“Biddy,” said I, “tell me one thing, as you will answer for it at the last day—which of us two, Tim or I, is the son of Mike Gallagher, and which is the son of Terence Gorman?”
She turned very white and sank into a chair. But I had no time to parley, and I urged her to speak.
“As I hope for salvation,” said she, and her breath came hard and her bosom heaved fast, “the one of you that has the mole between his shoulder-blades is the Gorman’s boy.”

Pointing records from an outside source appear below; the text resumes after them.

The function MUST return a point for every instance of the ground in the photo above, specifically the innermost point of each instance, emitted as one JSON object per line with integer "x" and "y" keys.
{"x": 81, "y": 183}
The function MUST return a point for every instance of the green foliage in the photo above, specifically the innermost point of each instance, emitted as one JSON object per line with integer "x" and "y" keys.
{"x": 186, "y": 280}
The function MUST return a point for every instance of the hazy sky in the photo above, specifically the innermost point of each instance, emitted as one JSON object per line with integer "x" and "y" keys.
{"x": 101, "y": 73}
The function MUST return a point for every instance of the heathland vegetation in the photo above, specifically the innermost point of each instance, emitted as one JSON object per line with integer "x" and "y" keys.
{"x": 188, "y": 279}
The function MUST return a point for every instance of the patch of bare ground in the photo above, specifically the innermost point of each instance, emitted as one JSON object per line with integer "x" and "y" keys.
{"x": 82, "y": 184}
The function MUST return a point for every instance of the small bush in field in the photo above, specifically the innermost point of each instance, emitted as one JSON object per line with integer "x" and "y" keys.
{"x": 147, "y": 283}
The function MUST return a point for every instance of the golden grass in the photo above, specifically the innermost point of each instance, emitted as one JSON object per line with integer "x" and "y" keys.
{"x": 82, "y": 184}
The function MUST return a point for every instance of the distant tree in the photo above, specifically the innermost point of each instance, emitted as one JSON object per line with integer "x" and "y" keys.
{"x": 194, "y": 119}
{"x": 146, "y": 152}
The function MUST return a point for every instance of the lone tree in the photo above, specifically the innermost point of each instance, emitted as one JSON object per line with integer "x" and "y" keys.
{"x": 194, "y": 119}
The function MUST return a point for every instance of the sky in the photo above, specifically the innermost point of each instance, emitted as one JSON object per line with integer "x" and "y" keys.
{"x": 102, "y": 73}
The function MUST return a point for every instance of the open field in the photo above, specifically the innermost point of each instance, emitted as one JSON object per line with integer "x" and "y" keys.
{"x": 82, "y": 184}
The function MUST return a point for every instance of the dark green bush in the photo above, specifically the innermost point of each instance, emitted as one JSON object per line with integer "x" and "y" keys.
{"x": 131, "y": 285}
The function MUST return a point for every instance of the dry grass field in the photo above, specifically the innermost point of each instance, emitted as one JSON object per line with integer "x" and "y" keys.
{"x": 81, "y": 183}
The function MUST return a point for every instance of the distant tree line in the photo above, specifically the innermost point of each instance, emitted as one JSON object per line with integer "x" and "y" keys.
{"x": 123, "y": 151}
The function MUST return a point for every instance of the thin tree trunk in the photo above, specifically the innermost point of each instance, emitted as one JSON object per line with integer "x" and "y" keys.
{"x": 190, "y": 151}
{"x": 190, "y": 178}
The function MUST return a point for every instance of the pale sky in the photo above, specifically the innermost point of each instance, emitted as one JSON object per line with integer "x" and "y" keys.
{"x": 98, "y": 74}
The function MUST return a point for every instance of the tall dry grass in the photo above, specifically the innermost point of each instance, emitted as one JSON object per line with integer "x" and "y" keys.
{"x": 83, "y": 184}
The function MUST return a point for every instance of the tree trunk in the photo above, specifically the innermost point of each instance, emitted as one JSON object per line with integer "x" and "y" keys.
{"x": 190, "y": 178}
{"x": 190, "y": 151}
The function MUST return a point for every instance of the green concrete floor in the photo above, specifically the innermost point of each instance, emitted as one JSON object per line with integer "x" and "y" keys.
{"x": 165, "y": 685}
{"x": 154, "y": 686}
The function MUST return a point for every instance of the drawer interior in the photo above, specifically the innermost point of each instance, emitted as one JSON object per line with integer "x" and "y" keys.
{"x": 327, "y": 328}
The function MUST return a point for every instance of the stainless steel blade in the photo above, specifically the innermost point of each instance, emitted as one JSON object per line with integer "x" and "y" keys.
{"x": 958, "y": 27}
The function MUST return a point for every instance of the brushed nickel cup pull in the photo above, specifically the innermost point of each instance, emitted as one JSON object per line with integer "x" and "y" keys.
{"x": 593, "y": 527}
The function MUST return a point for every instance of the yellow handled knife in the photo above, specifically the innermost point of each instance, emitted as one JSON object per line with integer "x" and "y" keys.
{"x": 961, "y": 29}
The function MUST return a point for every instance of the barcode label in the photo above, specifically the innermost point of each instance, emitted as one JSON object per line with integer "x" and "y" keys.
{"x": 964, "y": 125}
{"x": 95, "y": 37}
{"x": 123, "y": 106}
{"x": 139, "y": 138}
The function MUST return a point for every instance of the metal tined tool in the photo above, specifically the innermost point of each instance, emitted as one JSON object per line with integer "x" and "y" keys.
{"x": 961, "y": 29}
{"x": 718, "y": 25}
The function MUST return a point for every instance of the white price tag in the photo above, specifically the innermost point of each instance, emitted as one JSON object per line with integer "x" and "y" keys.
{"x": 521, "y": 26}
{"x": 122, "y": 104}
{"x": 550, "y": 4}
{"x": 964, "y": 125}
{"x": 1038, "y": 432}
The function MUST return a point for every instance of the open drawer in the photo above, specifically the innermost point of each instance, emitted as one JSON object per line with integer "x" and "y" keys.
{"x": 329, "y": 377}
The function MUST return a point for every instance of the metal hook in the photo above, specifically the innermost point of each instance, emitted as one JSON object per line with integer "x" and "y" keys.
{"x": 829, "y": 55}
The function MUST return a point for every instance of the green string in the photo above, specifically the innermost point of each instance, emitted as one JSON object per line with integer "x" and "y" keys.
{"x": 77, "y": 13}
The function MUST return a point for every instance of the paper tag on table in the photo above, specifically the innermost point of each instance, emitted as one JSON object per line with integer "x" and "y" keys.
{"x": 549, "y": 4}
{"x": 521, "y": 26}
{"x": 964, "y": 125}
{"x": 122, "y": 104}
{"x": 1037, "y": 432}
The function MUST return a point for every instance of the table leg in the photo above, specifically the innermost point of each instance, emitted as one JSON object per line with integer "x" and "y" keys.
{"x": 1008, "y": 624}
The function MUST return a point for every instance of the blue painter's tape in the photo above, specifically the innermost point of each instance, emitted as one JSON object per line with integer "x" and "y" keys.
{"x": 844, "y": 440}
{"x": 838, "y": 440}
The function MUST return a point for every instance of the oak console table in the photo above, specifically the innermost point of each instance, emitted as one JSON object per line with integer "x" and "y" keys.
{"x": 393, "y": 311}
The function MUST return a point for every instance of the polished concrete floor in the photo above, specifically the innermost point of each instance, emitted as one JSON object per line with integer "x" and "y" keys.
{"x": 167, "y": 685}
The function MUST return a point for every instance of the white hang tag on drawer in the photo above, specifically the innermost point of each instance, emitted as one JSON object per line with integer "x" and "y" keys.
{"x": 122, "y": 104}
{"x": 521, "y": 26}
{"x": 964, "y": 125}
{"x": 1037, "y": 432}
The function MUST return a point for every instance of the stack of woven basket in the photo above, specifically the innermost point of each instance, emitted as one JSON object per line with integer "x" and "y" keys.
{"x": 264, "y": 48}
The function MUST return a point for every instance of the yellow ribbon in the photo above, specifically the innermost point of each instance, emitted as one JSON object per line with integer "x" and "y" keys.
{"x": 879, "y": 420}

“It is Tim then,” I exclaimed, and hastened to my horse.
Chapter Thirty Two.
Dutch justice.
I should be no better than a hypocrite were I to deny that, as I rode my weary, borrowed nag back that morning along the Delft road, there shot in and out of the turmoil of my feelings a sharp pang of disappointment.
It was no disloyalty to Tim; it was no greediness for name and wealth. It was but the dashing of a passing hope that I might find myself, after all, a gentleman, and so prove worthy to be regarded by Miss Kit as something more than a trusty servant. As a Gorman, and her cousin, I might claim her with the best of her suitors. As the son of Mike Gallagher, boatman and smuggler, myself but a plain boatswain, how durst I suppose, for all her kindness and gentleness, she could comprehend me in the ranks of her equals?